Russian oil faces Western bans and a price cap that the Group of Seven democracies imposed on sales to other nations. The G7 could “make this tradeoff much harder for Putin” by lowering the price cap from $60 to $50, reducing Russia's oil earnings, Brooks said.

That “would put even more pressure on the ruble, it would put more pressure on Russia's central bank to raise interest rates, and it would make that tradeoff much harder,” he said.

In the short term, the ruble's decline is “not a sign that Russia is about to run into a major financial crisis,” says Chris Weafer, CEO and Russian economy analyst at consulting firm Macro-Advisory.

With no foreign investment in the currency, the Kremlin can influence the exchange rate simply by telling state-controlled exporters when to sell foreign currency for rubles, Weafer said On top of that, prices for Russian oil have risen recently, shrinking the discounts it had to give customers in India and China.

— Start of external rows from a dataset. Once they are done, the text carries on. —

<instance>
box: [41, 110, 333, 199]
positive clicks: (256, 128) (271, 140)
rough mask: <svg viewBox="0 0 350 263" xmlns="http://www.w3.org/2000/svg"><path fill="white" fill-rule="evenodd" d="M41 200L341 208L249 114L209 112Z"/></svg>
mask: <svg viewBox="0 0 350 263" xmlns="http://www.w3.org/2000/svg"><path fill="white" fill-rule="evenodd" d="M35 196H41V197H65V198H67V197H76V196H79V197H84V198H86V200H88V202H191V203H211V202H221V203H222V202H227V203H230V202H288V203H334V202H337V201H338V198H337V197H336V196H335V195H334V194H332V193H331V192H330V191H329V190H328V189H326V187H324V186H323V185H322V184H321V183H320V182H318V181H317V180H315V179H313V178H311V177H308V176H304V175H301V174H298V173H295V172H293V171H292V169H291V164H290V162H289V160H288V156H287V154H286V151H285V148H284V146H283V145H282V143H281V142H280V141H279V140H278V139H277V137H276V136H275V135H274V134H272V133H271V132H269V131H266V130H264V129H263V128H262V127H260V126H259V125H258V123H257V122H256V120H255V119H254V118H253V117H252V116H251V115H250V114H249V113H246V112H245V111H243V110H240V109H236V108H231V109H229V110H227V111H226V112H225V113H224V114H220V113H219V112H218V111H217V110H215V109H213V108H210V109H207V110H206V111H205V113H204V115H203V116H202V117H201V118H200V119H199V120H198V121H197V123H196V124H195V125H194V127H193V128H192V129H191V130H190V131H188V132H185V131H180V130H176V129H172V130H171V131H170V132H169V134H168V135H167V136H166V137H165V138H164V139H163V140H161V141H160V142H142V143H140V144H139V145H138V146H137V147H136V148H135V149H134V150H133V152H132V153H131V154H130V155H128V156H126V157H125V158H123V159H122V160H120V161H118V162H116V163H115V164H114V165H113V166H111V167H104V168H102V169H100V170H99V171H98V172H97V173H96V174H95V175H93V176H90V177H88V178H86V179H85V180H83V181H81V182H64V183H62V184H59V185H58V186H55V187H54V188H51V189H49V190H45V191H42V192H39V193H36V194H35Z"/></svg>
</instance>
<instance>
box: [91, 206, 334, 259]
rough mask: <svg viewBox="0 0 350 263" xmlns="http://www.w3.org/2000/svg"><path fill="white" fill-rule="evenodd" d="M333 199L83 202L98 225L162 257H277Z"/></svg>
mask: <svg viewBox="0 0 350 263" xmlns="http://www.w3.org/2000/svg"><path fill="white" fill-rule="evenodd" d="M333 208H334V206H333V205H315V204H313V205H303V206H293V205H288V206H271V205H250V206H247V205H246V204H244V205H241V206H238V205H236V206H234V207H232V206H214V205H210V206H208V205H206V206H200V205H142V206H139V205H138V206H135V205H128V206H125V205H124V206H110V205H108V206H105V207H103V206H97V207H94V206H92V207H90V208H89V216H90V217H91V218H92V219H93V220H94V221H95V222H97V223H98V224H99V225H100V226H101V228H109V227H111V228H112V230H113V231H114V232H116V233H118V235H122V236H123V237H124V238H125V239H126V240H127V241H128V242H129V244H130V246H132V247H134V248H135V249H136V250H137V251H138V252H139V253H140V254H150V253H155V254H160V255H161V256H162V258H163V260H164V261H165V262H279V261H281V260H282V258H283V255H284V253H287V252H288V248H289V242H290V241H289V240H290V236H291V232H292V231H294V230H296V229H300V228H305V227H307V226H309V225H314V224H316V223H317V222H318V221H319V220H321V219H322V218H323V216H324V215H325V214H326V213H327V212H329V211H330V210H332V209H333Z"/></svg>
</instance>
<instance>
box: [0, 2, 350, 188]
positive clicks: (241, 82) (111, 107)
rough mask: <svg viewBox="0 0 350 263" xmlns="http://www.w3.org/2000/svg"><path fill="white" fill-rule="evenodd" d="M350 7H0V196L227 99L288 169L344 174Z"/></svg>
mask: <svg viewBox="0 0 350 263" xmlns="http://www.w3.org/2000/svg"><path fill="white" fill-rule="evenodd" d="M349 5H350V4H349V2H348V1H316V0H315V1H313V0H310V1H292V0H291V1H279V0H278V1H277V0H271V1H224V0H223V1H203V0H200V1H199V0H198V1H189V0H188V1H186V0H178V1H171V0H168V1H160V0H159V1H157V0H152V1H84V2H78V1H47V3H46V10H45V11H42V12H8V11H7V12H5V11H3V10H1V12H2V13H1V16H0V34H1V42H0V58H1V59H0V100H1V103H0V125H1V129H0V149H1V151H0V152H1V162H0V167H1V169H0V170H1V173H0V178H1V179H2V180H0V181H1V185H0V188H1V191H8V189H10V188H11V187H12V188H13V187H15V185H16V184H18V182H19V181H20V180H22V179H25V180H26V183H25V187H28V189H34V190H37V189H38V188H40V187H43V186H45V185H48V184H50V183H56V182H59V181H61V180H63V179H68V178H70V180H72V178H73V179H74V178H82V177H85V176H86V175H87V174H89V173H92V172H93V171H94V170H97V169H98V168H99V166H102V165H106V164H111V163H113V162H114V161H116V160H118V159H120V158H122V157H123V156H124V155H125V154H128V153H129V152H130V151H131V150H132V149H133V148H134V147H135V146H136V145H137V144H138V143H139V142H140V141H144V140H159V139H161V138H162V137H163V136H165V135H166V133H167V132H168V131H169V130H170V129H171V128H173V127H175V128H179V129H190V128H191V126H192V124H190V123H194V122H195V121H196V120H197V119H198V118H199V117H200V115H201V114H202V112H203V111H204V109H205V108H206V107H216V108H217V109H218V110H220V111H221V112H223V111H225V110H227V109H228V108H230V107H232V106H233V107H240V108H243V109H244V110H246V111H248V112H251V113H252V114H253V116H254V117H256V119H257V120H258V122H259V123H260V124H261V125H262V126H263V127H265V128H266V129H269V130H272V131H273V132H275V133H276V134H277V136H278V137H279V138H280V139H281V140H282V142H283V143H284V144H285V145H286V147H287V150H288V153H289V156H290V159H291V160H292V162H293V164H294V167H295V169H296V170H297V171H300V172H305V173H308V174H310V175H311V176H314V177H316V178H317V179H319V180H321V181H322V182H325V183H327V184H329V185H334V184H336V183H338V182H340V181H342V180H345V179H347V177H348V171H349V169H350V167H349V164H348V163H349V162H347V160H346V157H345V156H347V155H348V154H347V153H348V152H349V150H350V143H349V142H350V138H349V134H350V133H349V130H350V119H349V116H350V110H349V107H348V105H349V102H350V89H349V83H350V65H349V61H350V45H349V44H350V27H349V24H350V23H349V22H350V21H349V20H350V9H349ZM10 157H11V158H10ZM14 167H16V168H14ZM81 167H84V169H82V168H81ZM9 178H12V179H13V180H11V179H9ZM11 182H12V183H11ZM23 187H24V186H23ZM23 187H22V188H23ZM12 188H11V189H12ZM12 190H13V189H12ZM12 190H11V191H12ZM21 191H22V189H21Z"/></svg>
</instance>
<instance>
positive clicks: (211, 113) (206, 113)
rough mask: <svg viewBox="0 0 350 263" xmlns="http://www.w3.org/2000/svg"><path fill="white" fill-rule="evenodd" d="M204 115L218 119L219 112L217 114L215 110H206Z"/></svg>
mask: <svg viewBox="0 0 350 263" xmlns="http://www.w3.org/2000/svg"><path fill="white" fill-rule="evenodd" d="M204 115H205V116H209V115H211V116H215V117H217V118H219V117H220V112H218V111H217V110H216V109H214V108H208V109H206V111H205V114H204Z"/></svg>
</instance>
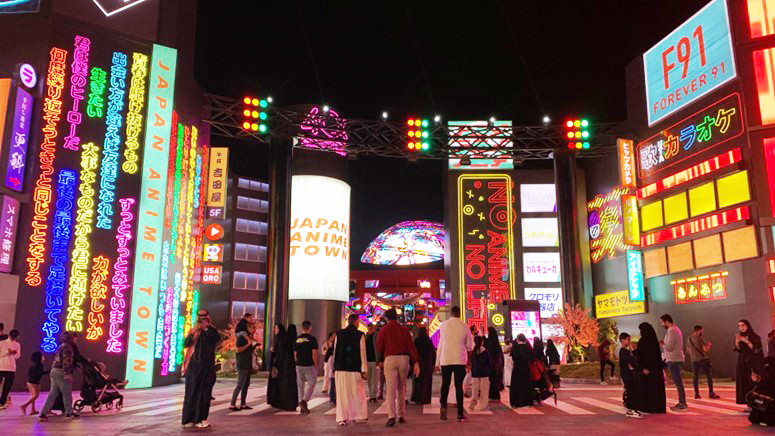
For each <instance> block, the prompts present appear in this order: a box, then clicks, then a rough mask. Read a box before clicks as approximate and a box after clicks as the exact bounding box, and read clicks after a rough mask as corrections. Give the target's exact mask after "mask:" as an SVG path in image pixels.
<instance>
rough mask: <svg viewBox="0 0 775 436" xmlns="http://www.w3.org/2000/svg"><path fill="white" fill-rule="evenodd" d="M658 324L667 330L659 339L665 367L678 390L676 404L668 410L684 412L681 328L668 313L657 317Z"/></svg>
mask: <svg viewBox="0 0 775 436" xmlns="http://www.w3.org/2000/svg"><path fill="white" fill-rule="evenodd" d="M659 320H660V324H662V327H663V328H664V329H665V330H667V332H666V333H665V339H664V340H662V341H660V344H662V347H663V349H664V350H665V361H667V369H668V371H670V377H671V378H672V379H673V384H675V388H676V389H677V390H678V404H676V405H675V406H672V407H671V408H670V410H672V411H673V412H685V411H687V410H689V406H687V405H686V390H685V389H684V383H683V378H682V377H681V371H682V370H683V364H684V361H685V360H686V357H685V356H684V351H683V348H684V336H683V333H681V329H679V328H678V326H677V325H675V323H674V322H673V317H672V316H670V315H669V314H664V315H662V316H660V317H659Z"/></svg>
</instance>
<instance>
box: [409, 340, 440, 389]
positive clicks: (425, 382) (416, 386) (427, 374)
mask: <svg viewBox="0 0 775 436" xmlns="http://www.w3.org/2000/svg"><path fill="white" fill-rule="evenodd" d="M414 347H415V348H417V354H418V355H419V356H420V376H419V377H415V378H414V382H413V383H412V402H414V403H415V404H431V390H432V389H433V366H434V365H435V363H436V350H435V349H434V348H433V341H431V338H429V337H428V329H426V328H425V327H420V328H419V329H418V330H417V338H416V339H415V340H414Z"/></svg>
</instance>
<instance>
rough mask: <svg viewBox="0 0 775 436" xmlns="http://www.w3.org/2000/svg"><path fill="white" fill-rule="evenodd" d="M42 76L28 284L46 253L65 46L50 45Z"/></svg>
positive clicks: (53, 172) (27, 283) (64, 79)
mask: <svg viewBox="0 0 775 436" xmlns="http://www.w3.org/2000/svg"><path fill="white" fill-rule="evenodd" d="M49 54H50V59H49V64H48V76H47V77H46V98H45V99H44V100H43V121H44V122H45V125H44V126H43V142H42V143H41V144H40V154H39V160H40V175H39V176H38V180H37V181H36V182H35V190H34V191H33V194H32V198H33V201H34V205H33V210H34V212H35V214H34V215H33V217H32V224H31V225H32V233H31V234H30V244H29V248H28V253H29V256H28V257H27V275H26V276H25V277H24V281H25V283H27V284H28V285H29V286H40V284H41V283H43V280H42V279H41V277H40V267H41V265H43V256H44V255H45V253H46V236H47V230H48V213H49V205H50V203H51V175H52V174H53V173H54V165H53V164H54V157H55V155H56V142H55V141H56V138H57V136H58V135H59V132H57V123H58V122H59V116H60V115H61V113H62V90H63V89H64V87H65V70H66V68H67V65H66V64H65V63H66V62H67V50H62V49H60V48H56V47H54V48H52V49H51V52H50V53H49Z"/></svg>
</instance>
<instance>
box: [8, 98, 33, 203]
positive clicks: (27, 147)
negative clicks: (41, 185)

Hiking interest rates to boost the ruble “throttles the private economy — or the part of the economy that is not related to the war and the defense industries — so that enough resources are left over for the war to continue,” said Janis Kluge, a Russian economy expert at the German Institute for International and Security Affairs in Berlin.

“It's a clear prioritization of the government of this war over the welfare of households,” he said.

Longer term, Putin's choices will erode economic growth and put more long-term stress on the ruble, Kluge said. Without foreign investment needed to make complex goods, Russia will produce less of what it needs on its own and import more.

“And this will mean that going forward, Russian citizens will not be able to afford the same level, the same lifestyle as in past years,” Kluge said.